He thinks he can control you and have you at his neck and call whenever he wants you. And unfortunately this is true at the moment. By placating him and also having sex with him and obeying him whenever he threatens you, you are allowing him to behave however he wants. It's not your fault he's a horrible bastard, but if you don't want to live like this (& it sounds horrible!), then you need to change the way you engage with him. Put it this way, you can't change him by anythjng you do or say, and by giving in to him and giving him all the power in this situation, you are letting him decide how he treats you, which is clearly not at all nicely.

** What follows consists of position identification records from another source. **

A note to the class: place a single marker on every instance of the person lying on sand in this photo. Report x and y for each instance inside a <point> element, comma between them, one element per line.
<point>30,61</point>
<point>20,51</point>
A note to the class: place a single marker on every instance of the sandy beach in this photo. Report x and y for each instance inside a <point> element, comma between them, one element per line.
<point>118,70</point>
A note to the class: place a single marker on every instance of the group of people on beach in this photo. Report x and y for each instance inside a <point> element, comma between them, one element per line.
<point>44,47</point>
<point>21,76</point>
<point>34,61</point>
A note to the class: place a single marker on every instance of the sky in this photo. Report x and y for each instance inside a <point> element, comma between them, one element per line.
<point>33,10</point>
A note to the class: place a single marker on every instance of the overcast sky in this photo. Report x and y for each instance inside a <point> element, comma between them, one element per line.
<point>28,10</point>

You need to take back the power from him and start controlling what you are prepared to accept and what you aren't. Easier to say than do when your used to the relationship dynamic being him holding all the cards, and you constantly being controlled and directed by him, but if you want things to change, you need to change the way you are reacting to him.
The law is on your side, and it's there to stop people being able to treat others like he's treating you. But if you don't use the law, and the police, to defend yourself, you are letting him get away with it, and he has you trapped into his world.
Take some of the practical advice on here, and start getting his behaviour logged, otherwise your misguided loyalty, or fear of making a fuss/ drama will end up working against you. And then the drama will escalate - you're not controlling it by minimising it, or by giving in, you're feeding it unfortuneately.
Good luck. And by the way, I'm not sure how his behaviour could legally get you sacked? It might damage your reputation if you don't distance yourself asap (by taking measures to let your work know what's happening and that the police know and have advised you to do X). If you come across as enmeshed and encouraging him then I can see how your work might think it's your behaviour at fault, if they think you're loving the drama or you've not done everything in your power to break away from him. It all gets a bit blurry and verging on victim blaming, but if you value your job there are ways of dealing with it so it's clear that he is the problem, not you.
When I was with my abusive husband, and utterly miserable, ground down and trapped, I got a horrible shock one day when I was sharing a bit of my pain, when a colleague who I thought was my friend said 'oh but you thrive on the drama though don't you, I couldn't live like you because I want a stable life'. It was like a slap in the face. But it's true I guess, from the outside it looked like i accepted and probably encouraged him. Because I was carrying on engaging with him and dancing to his tune. And I couldn't tell people about the emotional, physical, financial and sexual abuse, as I was barely surviving by minimising and placating and excusing him. It took a while longer to get away from him, but my life is so much better now. Yours will be too.